A corretora Ideal, adquirida pelo Itaú há três anos, agora possui 11,5% do capital da nova Bolsa brasileira A5X, que pretende iniciar suas operações em 2024. A participação foi obtida através da conversão de debêntures em ações, consolidando a posição da Ideal como acionista. A transação recebeu a aprovação do Conselho Administrativo de Defesa Econômica (Cade), que não impôs restrições.

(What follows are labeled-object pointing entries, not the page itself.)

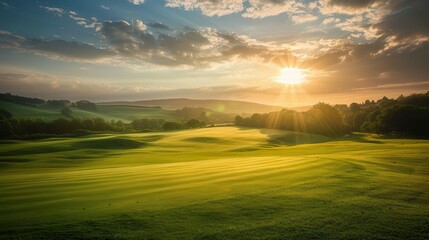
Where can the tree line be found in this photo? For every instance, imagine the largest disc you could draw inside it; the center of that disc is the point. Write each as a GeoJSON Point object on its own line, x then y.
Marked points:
{"type": "Point", "coordinates": [32, 128]}
{"type": "Point", "coordinates": [405, 116]}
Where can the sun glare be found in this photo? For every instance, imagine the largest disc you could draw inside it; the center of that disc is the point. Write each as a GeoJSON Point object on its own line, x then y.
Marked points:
{"type": "Point", "coordinates": [291, 76]}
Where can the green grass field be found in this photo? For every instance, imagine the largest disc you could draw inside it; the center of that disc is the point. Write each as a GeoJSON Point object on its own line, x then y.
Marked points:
{"type": "Point", "coordinates": [107, 112]}
{"type": "Point", "coordinates": [215, 183]}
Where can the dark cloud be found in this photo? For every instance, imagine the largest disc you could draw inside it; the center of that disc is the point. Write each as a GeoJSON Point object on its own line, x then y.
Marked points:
{"type": "Point", "coordinates": [54, 48]}
{"type": "Point", "coordinates": [159, 25]}
{"type": "Point", "coordinates": [352, 3]}
{"type": "Point", "coordinates": [75, 50]}
{"type": "Point", "coordinates": [193, 47]}
{"type": "Point", "coordinates": [407, 19]}
{"type": "Point", "coordinates": [367, 66]}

Além da Ideal, a Vertex, empresa de tecnologia de negociação de ativos, também se torna acionista da A5X, com 7,8% do capital social. A A5X busca competir diretamente com a B3 no mercado de derivativos e futuros, um setor em crescimento no Brasil. Em junho do ano passado, a nova bolsa levantou R$ 200 milhões em uma rodada de investimentos.
Novos Sócios
Recentemente, a A5X anunciou a entrada de cinco novos sócios: IMC Trading, Jump Trading, Optiver, XTX Markets e ABN Amro Clearing. Esses novos investidores se juntam aos sócios-fundadores, que incluem Carlos Ferreira Filho e Karel Luketic, ex-sócios da XP, além de Nilson Monteiro, fundador e CEO da Ideal, e Julian Chediak, sócio do escritório Chediak Advogados.
Com essas movimentações, a A5X se posiciona como uma alternativa viável no mercado financeiro brasileiro, prometendo inovação e competitividade no setor de derivativos.